Turkish jets are not yet part of the offensive to retake the Iraqi city of Mosul from Daesh, but will be deployed when the time comes, Prime Minister Binali Yildirim was quoted as saying on Tuesday.
The operation started on Monday, and Ankara said it should be included as it was concerned that sectarian tensions in Iraq and Syria could lead to an all-out war in the Middle East.
“When it will be necessary it will happen. There is an agreement in principle,” Yildirim told a journalist seeking clarification on Turkey's role in the Mosul offensive.
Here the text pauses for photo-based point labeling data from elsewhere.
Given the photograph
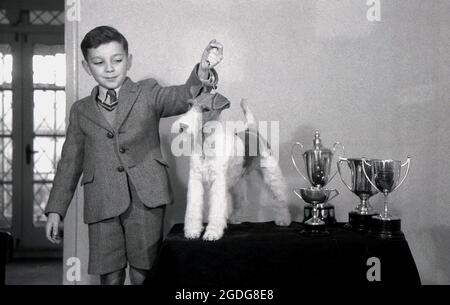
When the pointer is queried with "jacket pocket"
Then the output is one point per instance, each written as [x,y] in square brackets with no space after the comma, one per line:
[161,161]
[88,177]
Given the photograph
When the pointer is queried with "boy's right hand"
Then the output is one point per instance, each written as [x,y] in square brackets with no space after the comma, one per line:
[51,228]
Yildirim was responding to a question about a statement he made on Turkish jets participating in the operation.
At a meeting in Ankara, Yildirim said Turkey would not “turn a blind eye” to developments that could impact its own security and regional stability.
Later on Tuesday, Turkey's Defence Minister Fikri Isik confirmed the country’s air force will join the anti-Daesh operation in Mosul.
Addressing journalists at the Turkish embassy in Rome, after attending a meeting of southeastern Europe's defence ministers, Isik said, "We have come to an agreement with coalition forces that our air force will join the Mosul operation."
Responding to a question about Thurday's multinational summit on Mosul being held in Paris, the defence minister said, "It is impossible to decide on Mosul's future without Turkey."
At least 20 villages were taken from Daesh on the outskirts of Mosul in the first 24 hours of the operation, armed forces said on Tuesday.
Iraqi government troops, the US air force, local militias and the Kurdish Peshmerga forces are driving the operation.
The battle is expected to take weeks, with coalition forces encircling the city of 1 million to oust between 4,000 and 8,000 Daesh fighters.
The International Committee of the Red Cross (ICRC) on Tuesday called on all sides in the battle to spare civilians and allow the wounded to be evacuated.
The UN refugee agency, UNHCR, said the assault may see up to 100,000 refugees flee into neighbouring countries.